Fix JIT trace/export training corruption #1012

nkemnitz · 2025-08-11T10:40:31Z

~~Passing the model to the JIT export subprocess will still share CUDA tensors. The trace can silently fail (see Warning) and modify the behavior of the model during training.~~

This PR:

Allows users to independently disable JIT and ONNX export
Fixes a few warnings related to (unnecessary) branching in our crop method (but that didn't solve the issues I encountered)
~~completely recreates the model inside the JIT export subprocess to avoid any side effects on the main process model - so slightly larger (GPU) memory footprint~~
still keeps the spawned process to avoid memory leaks
fixes a bug (I think it is) in which our exports were done in training mode
adds tests to verify the export functions are called when expected

codecov · 2025-08-11T11:49:32Z

Codecov Report

✅ All modified and coverable lines are covered by tests.
✅ Project coverage is 99.95%. Comparing base (05256cf) to head (82607e8).

Additional details and impacted files

@@           Coverage Diff           @@
##             main    #1012   +/-   ##
=======================================
  Coverage   99.95%   99.95%           
=======================================
  Files         179      180    +1     
  Lines        8497     8518   +21     
=======================================
+ Hits         8493     8514   +21     
  Misses          4        4

☔ View full report in Codecov by Sentry.
📢 Have feedback on the report? Share it here.

🚀 New features to boost your workflow:

❄️ Test Analytics: Detect flaky tests, report on failures, and find test suite problems.

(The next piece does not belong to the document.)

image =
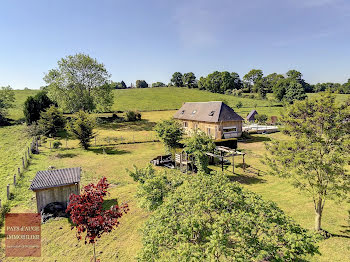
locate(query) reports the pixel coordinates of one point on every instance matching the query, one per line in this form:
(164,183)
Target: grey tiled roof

supersergiy · 2025-08-18T14:59:32Z

Are memory leaks confirmed to be still an issue?

nkemnitz · 2025-08-18T18:27:55Z

The original issue is still open and their example still shows the same behavior.

trivoldus28 · 2025-08-19T00:54:52Z

lgtm, but maybe the default should be false for both exports, or enable onnx and disable JIT, we don't need both and I just tested the onnx with the code in the torch github issue and it doesn't leak memory (JIT trace still does with torch 2.6)

nkemnitz · 2025-08-19T08:11:36Z

I have no strong opinion on the defaults. For this PR I just replicated the current behavior

trivoldus28 · 2025-08-19T08:16:17Z

The current behavior is to always export ONNX? edit: Yea it does. I think there's no point exporting both, especially JIT. It's just slowing down training unnecessarily.

trivoldus28 · 2025-08-19T08:17:23Z

btw I took a second look at the warning linked and I don't think it means what you described (modify model during tracing).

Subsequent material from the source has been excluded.